Former Massachusetts governor Mitt Romney is set to officially endorse Scott Brown’s bid for US Senate in New Hampshire today at an Independence Day kickoff this afternoon.
The endorsement is significant for a number of reasons. (1) While Romney has endorsed some 30 Republican candidates in recent months, he rarely, if ever, appears in public to do so. This suggests that the former Massachusetts governor is deeply concerned about the outcome of the senate contest in New Hampshire, and therefore is fully committing himself to helping out an old friend. (2) You’ll recall that Mitt Romney won the Granite State’s GOP presidential primary in 2012. Hence, Romney's endorsement (who is widely known and broadly popular in the state) could give Brown a badly needed bump in the polls. (3) The Republican also-ran is making the announcement at the exact same spot he officially launched his unsuccessful bid for president three years ago. This is a curious coicidence, to say the last:
He insists he's not running for president a third time, but Mitt Romney is campaigning again in New Hampshire.
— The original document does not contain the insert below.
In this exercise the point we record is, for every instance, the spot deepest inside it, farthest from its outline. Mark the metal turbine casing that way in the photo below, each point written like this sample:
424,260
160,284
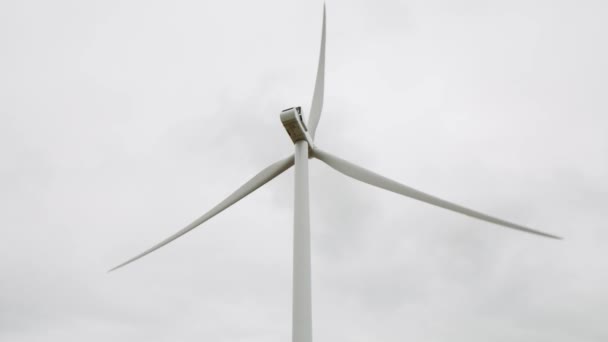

The former Republican presidential nominee is set to endorse Senate candidate Scott Brown on Wednesday, campaigning publicly in New Hampshire for the first time since the early hours of Election Day 2012 as he continues a larger effort to re-emerge as a force in Republican politics.The day is supposed to be focused on Brown's quest to defeat Democratic Sen. Jeanne Shaheen this fall. But Romney's return to the state where he began and ended his last presidential campaign looms over the Senate endorsement.
The former Republican presidential nominee has emphatically and repeatedly denied he will run for president in 2016, despite the wishes and hopes of his most ardent supporters. So his chief and only concern for being in New Hampshire today, then, is helping to elect Scott Brown to the United States Senate -- or so it seems.